Raise a glass to a Mozart note

Autograph note from Mozart sold for €60,000 (£51,725) at Stargardt.

Short message to a ‘true friend’ after opera debut appearance sells at Berlin auction house.

Extracted from Antiques Trade Gazette | Jonathan Franks

On May 2, 1786, the day after the first performance of his opera The Marriage of Figaro in Vienna, Wolfgang Amadeus Mozart sent a friend a set of punch glasses, with a short note: “Dear friend, whenever you drink punch out of small stemmed glasses, remember your true friend.”

The glasses have not survived, but the note has, and it surfaced in specialist auction house Stargardt’s (20% buyer’s premium) spring sale of autograph manuscripts in Berlin on March 12-13. It realised a substantial €60,000 (£51,725), double the estimate.

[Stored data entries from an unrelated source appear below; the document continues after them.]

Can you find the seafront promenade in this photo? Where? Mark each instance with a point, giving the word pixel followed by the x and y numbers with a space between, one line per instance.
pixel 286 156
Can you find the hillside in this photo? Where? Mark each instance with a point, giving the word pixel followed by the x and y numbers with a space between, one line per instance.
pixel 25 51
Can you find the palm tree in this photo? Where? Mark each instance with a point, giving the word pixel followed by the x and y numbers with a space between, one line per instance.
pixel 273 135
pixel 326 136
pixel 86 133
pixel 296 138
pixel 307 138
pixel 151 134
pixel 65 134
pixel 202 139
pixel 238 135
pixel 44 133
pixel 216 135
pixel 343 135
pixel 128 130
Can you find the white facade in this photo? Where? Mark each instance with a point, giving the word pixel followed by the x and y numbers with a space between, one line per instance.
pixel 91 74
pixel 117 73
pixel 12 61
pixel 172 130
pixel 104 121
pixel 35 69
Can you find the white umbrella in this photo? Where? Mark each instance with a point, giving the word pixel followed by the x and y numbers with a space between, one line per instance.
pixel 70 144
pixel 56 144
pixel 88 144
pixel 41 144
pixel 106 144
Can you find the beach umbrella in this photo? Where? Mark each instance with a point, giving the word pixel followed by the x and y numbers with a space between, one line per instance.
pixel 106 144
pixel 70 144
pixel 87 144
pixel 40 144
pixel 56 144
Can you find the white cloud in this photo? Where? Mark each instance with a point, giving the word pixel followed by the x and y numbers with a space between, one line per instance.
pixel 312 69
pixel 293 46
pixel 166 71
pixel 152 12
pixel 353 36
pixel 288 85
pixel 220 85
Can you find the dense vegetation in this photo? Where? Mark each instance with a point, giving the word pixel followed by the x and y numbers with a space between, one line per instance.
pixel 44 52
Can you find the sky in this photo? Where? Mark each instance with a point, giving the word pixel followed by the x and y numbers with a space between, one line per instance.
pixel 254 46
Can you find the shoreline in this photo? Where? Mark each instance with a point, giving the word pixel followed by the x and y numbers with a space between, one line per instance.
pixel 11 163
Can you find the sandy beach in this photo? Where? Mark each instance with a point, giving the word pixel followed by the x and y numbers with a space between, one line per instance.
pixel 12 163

As in previous auctions, music manuscripts registered the greatest demand. Major interest emerged for Felix Mendelssohn Bartholdy’s eight-page manuscript for five songs with piano accompaniment from 1837, which found a new owner, an American collector, for €75,000 (£64,655) – almost double the guide.

The highest price of the sale, however, was achieved for an extensive collection, 96 pages in all, with the complete composition of Carl Maria von Weber’s cantata Soli Deo Gloria, dated August 1818.

Stargardt was expecting €65,000 but the hammer fell at €85,000 (£73,275).

The new owner is the University Library in Dresden.